The only curative option for ß talasemia remains allogeneic hematopoietic stem cell transplantation (HSCT) to correct the genetic defect and provide a normal hemoglobin level in the recipient. Engraftment of donor derived cells is necessary for a success of transplantation. However, it has been shown that complete donor hematopoesis is not essential for sustained engraftment in thalassemia. Donor and recipient cells may coexist and produce a functional graft commonly referred to as donor/recipient mixed chimerism (MC) even with a low amount of engrafted donor cells. We documented our experience in a cohort of 19 beta thalassemia patients receiving DLI (donor lymphocyte infusions) following 21 transplantations with unstable mixed chimerism (MC). Seven patients received DLI with the indication of having more than 25% residual host cells (RHC) (MClevel3(residual host cells>25%)) early after transplantation and assigned as early-DLI group. Four patients although had MClevel3 in the early period, received deferred DLI and assigned as late-DLI group. The difference between these two groups, in respect to preserving functional graft, was not found statistically significant. However the chimerism kinetics of these early and late-DLI groups were also different and a slower decline in percentage of donor cells were observed in patients preserving grafts.
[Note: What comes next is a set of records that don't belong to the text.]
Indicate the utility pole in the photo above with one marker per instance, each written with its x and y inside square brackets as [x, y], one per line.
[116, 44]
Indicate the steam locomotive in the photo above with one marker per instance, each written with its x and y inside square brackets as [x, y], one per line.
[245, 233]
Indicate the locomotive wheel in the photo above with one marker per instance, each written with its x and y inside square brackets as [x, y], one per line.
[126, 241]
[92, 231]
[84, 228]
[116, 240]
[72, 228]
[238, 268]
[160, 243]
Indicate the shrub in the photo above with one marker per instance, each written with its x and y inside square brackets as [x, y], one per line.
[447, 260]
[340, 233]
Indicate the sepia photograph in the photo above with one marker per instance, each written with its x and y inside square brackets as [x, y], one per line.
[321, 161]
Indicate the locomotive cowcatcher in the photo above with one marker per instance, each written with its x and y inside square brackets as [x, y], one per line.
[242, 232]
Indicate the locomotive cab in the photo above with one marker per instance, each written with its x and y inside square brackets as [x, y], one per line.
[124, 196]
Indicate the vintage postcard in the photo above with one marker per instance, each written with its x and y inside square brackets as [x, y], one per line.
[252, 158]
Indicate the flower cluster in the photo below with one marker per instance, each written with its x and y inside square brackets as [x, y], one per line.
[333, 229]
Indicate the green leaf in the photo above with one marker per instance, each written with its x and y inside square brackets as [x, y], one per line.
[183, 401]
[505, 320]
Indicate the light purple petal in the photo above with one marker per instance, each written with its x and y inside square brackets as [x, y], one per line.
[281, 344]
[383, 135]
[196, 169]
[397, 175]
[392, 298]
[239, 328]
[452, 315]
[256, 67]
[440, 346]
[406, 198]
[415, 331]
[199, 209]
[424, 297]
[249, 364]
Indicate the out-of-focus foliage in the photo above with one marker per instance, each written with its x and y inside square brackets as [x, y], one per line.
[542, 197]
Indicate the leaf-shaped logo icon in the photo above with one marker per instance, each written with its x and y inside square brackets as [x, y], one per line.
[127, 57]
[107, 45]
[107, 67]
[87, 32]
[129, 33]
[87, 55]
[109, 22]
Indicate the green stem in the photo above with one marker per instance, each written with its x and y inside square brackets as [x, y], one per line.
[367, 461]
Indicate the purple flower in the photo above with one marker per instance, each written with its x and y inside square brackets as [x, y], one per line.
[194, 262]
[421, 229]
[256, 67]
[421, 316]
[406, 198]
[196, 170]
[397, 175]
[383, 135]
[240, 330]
Ten patients received DLI in the later period and although a significant increase in percentage of donor cells was not detected, increase in hemoglobin levels was provided. The infusions were safe with acceptable risk for GVHD. We believe that patients with more than 25% of RHC within two months early intervention with DLI seems feasible. Deferring DLI to a later period especially if the decrease in percentage of donor cells is so prompt, seems less effective. In the later period, we propose to consider the hemoglobin level as the main determinative factor for DLI application rather than the percentage of donor cells in line with expectance of better long-term tolerance. A better understanding of the mechanisms underlying the occurrence of persistent MC and strategies for induction and maintenance of tolerance will provide better interventions and outcomes for these patients.

Disclosures:

No relevant conflicts of interest to declare.